1911 Encyclopædia Britannica/Zürich (canton)
ZÜRICH (Fr. Zurich; Ital. Zurigo), one of the cantons of north-eastern Switzerland, ranking officially as the first in the Confederation. Its total area is 665.7 sq. m., of which 625.2 sq. m. are reckoned as "productive" (forests covering 180.8 sq. m., and vineyards 16.9 sq. m., the most extensive Swiss wine district save in Vaud and in Ticino). Of the rest, 21 sq. m. are occupied by the cantonal share of the lake of Zürich, while wholly within the canton are the smaller lakes of Greifen (3¼ sq. m.) and Pfäffikon (1½ sq. m.). The canton is of irregular shape, consisting simply of the acquisitions made in the course of years by the town. Of these the more important were the whole of the lower part of the lake (1362), Küssnacht (1384), Thalwil (1385), Erlenbach (1400), Greifensee (1402), Horgen (1406), Grüningen and Stäfa (1408), Bülach and Regensberg (1409), Wald (1425), Kyburg (1452), Winterthur (1467), Eglisau (1496), Konau (1512), and Wädenswil (1549) — Stein was held from 1484 to 1798, while in 1798 the lower part of the Stammheim glen, and finally in 1803 Rheinau, were added to the canton. In 1798 the town ruled nineteen “inner” bailiwicks and nine rural bailiwicks, besides the towns of Stein and of Winterthur. The canton at present extends from the left bank of the Rhine (including also Eglisau on the right bank) to the region west of the lake of Zürich. It is bounded on the E. and W. by low hills that divide it respectively from the valleys of the Thur, and from those of the Reuss and of the Aar. In itself the canton consists of four shallow river valleys, separated by low ranges, all running from S.E. to N.W. The most important of these is that of the Linth (q.v.), which forms the lake of Zürich. To the east are the valleys of the Glatt (forming lake Greifen) and of the Töss (forming lake Pfäffikon), both sending their streams direct to the Rhine. The highest point in the canton is the Albishorn (3012 ft.) in the Albis range, which limits the Sihl valley to the west. All the valleys named are traversed by railway lines, while many lines branch off in every direction from the town of Zürich. The first railway line opened (1847) in Switzerland was that from Zürich to Baden in Aargau (14 m.). From the town of Zürich mountain railways lead S.W. to near the summit of the Uetliberg (2864 ft.) and N.E. towards the Zürichberg (2284 ft.).
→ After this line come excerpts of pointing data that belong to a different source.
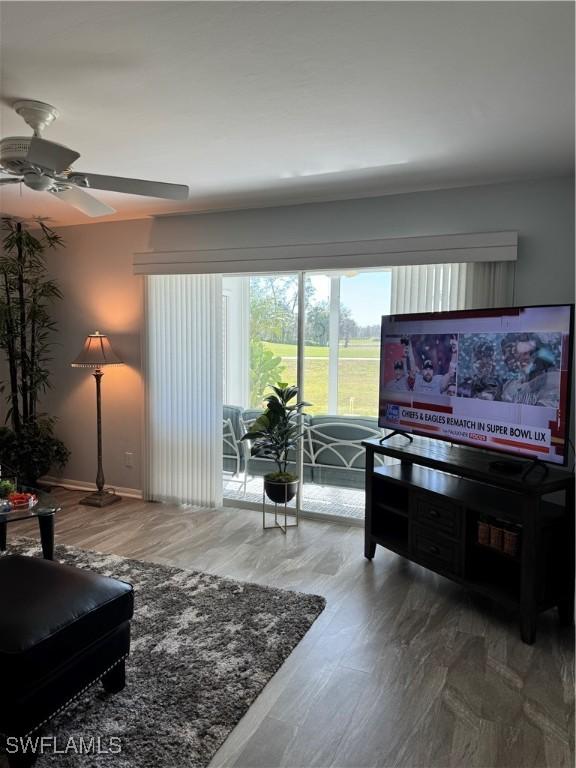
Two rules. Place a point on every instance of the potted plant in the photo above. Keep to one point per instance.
(273, 435)
(6, 488)
(27, 335)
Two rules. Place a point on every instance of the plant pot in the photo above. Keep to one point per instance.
(280, 492)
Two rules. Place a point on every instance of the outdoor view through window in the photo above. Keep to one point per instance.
(341, 375)
(342, 338)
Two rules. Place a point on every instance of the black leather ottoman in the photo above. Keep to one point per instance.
(61, 630)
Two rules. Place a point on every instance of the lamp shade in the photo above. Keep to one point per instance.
(96, 352)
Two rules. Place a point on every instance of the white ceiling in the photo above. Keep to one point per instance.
(253, 103)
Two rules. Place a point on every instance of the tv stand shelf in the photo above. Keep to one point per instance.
(437, 501)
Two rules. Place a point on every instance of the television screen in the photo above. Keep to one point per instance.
(496, 378)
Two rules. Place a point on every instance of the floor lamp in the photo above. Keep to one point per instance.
(97, 353)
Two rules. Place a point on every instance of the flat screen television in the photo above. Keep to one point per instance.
(495, 378)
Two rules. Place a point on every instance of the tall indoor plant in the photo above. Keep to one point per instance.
(273, 435)
(28, 445)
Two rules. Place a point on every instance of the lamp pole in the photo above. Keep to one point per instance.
(98, 373)
(95, 354)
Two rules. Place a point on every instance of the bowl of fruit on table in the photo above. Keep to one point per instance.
(22, 499)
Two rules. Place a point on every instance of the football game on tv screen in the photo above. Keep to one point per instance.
(495, 379)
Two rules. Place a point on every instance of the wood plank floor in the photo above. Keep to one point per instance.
(403, 668)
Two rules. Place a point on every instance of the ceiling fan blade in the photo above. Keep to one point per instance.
(131, 186)
(84, 202)
(49, 155)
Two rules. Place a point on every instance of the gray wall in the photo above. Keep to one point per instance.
(100, 293)
(95, 273)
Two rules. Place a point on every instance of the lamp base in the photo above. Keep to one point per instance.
(100, 499)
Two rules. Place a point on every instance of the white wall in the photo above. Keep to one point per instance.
(95, 273)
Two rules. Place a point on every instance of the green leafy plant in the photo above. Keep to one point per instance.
(277, 431)
(26, 338)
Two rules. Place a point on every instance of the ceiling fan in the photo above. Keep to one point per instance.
(44, 166)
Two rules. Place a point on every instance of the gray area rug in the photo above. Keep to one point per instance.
(203, 648)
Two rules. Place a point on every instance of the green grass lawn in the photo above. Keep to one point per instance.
(358, 378)
(356, 348)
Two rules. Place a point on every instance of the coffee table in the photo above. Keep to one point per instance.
(43, 511)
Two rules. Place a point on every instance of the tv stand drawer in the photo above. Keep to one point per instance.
(440, 515)
(435, 551)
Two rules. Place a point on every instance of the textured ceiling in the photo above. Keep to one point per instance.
(268, 103)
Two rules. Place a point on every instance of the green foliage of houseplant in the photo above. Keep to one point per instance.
(28, 445)
(275, 433)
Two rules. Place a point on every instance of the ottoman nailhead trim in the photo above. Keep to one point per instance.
(73, 698)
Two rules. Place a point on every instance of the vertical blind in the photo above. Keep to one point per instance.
(442, 287)
(184, 404)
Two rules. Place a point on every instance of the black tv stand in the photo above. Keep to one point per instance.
(394, 433)
(507, 467)
(445, 508)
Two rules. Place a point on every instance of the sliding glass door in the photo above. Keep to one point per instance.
(260, 342)
(339, 378)
(341, 369)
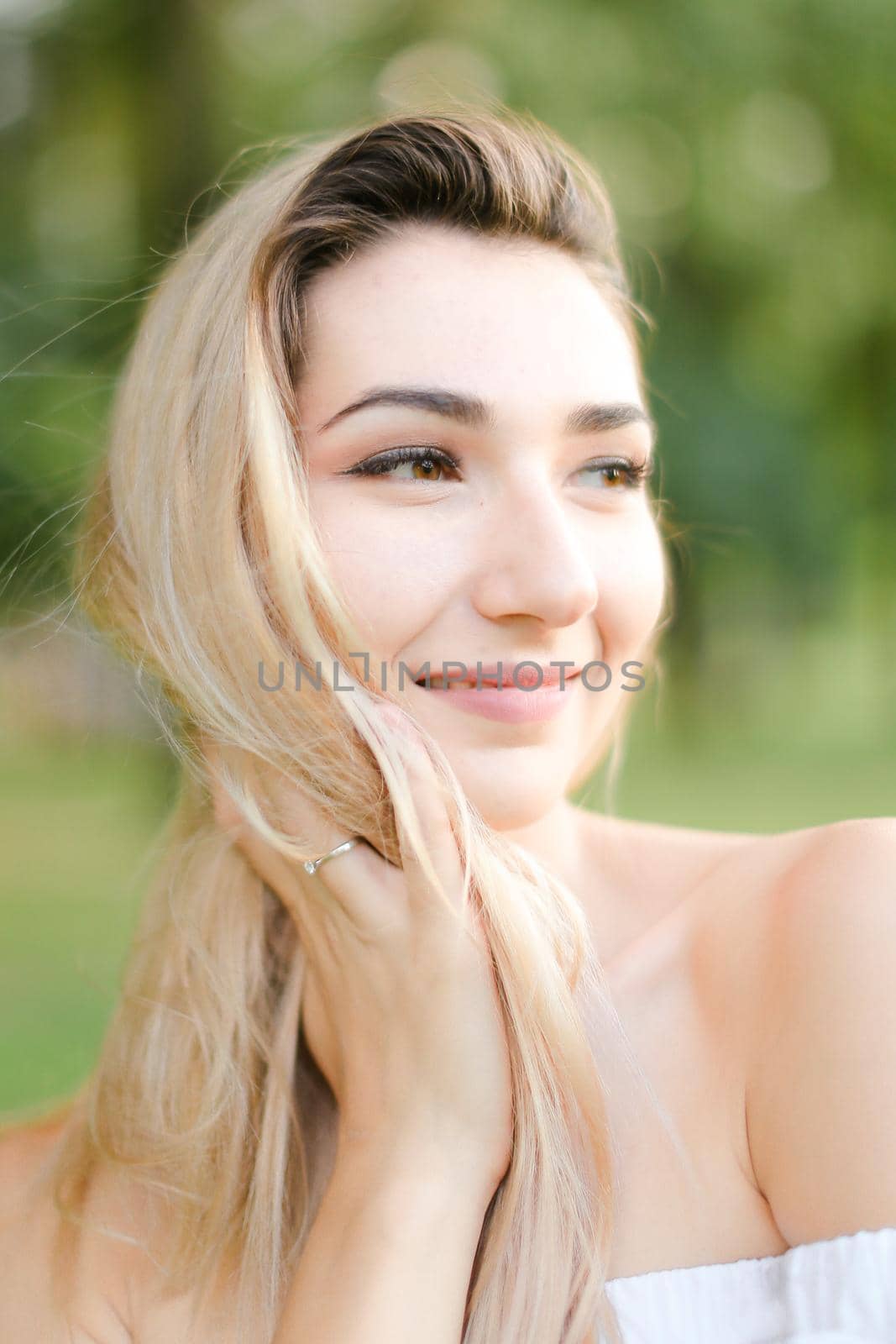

In 1900 the population was 431,036, of whom 413,141 were German-speaking, 11,192 Italian speaking, 3894 French-speaking, and 610 Romonsch-speaking, while there were 345,446 Protestants, 80,752 Catholics (Roman or "Old"), and 2933 Jews. The capital of the canton is Zürich (q.v.), but Winterthur (q.v.) is the only other considerable town, Uster (7623 inhabitants), and Horgen (6883 inhabitants) being rather large manufacturing villages. The land in the canton is highly cultivated and much subdivided. But the canton is above all a great manufacturing district, especially of machinery and railway rolling-stock, while both silk weaving and cotton weaving are widely spread. It is divided into 11 administrative districts, which comprise 189 communes. In 1869 the cantonal constitution was revised in a democratic sense, and with the exception of a few changes made later, it is the existing constitution. There is an executive or Regierungsrat of seven members and a legislature or Kantonsrat (one member to every 1500 resident Swiss citizens or a fraction over 750), each holding office for three years and elected at the same time directly by the vote of the people. The referendum exists in both forms, compulsory and optional: all laws and all money grants of a total sum over 250,000 frcs. or an annual sum of 20,000 must be submitted to a popular vote, the people meeting for that purpose at least twice in each year, while the executive may submit to a popular vote any other matter, though it fall within its powers as defined bylaw. One-third of the members of the legislature or 5000 legally qualified voters can force the government to submit to the people any matter whatsoever (initiative). Both members of the Federal Ständerat and the 22 members of the Federal Nationalrat are elected simultaneously by a popular vote and hold office for three years. The constitution provides for the imposition of a graduated and progressive income tax. In 1885 the penalty of death was abolished in the canton. (W. A. B. C.)